El cuento del señor Cero

Hace años, cuando para dormir a mis hijos había que contarles un cuento, me inventé algunos.

Cansado de repetir el viaje de Caperucita por el bosque, harto el pobre lobo de comerse abuelas, hasta las narices, mis hijos y yo, de miel y queso, nació el cuento del señor Cero.

Sin pretenderlo, cree un cuento didáctico, matemático, con moraleja y tan extenso como el insomnio de los niños requiriese. Me creo inventor del cuento acordeón.

De este tipo de narración acordeón hubo un precedente años antes. En un viaje en coche con mis sobrinos, para entretenerlos durante 500 kilómetros, les conté las peripecias de una piedra pómez, que fue peregrinando hasta Santiago de Compostela. A la piedra le paso de todo; a mis sobrinos, les entró la modorra y el conductor del coche casi se duerme con la narración. Pero no sucedió nada. Los 500 kilómetros pasaron volando, la piedra pómez llegó a Santiago, el conductor no se durmió y yo acababa de crear el cuento acordeón, on the road en su versión inglesa: largo como un día sin pan y sin fin como la idiotez.

Y ahora voy a contar el cuento del señor Cero.

Vaya por delante que este cuento mejoraría notablemente con ilustraciones. Pero, mi incapacidad de hacer la o con un canuto, añadida al lamentable estado de mis finanzas para contratar al artista, lo impiden. Eso sí, si algún generoso creador lo hace gratis, le prometo participación en los pingües beneficios que, sin duda, reportará la obra acordeón.

El cuento

El señor Cero dirigía un carrito de helados, justo en frente de la fábrica de números primos. Siempre estaba enfurruñado. Era un cero malhumorado y triste; un cero a la izquierda.

En esto llegó el señor Uno: «Buenos días señor Cero, un helado de limón”. Cero, sin mediar palabra, le dio el helado y a otra cosa. Y el Uno se sentó en el banco de comer helados.

Al rato vino el señor Dos: «Buenos días señor Cero, un helado de fresa«. Cero, sin mediar palabra, le dio el helado y a otra cosa. Y el Dos se sentó el en banco de comer helados.

El turno del señor Tres: “Buenos días señor Cero, un helado de nata». Cero, sin mediar palabra, le dio el helado y a otra cosa. Y el Tres se sentó el en banco de comer helados.

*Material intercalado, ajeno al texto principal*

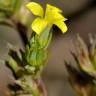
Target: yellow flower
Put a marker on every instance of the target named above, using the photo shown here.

Uno tras otro, los números pasaban por el carro del señor Cero y, uno tras otro, se llevaban su helado y el enfurruñamiento del Cero.

En el banco de comer helados, los números se preguntaban el porqué del cabreo permanente del heladero. Entre churretes de helado llegaron a la conclusión que el Cero se veía a sí mismo como alguien inútil, sin valor y de ahí su enfado. Y el Uno, que por algo lo era, propuso la solución.
«Poneos uno de tras de otro», le dijo a sus colegas. La fila resultante fue 123456789.

Llamaron al Cero enfadado y le dijeron: «Señor Cero, póngase el último en la fila». El Cero se dejó caer rodando hasta el final y se puso tras el nueve.

Con él en la fila la cifra pasó del millón al billón.
Cero se quedó de piedra, todo lo de piedra, que puede quedarse un cero. Y se dio cuenta de lo importante que podía ser.

Tan contento se puso, que invitó a los nueve números a todos los helados que pudieran comerse.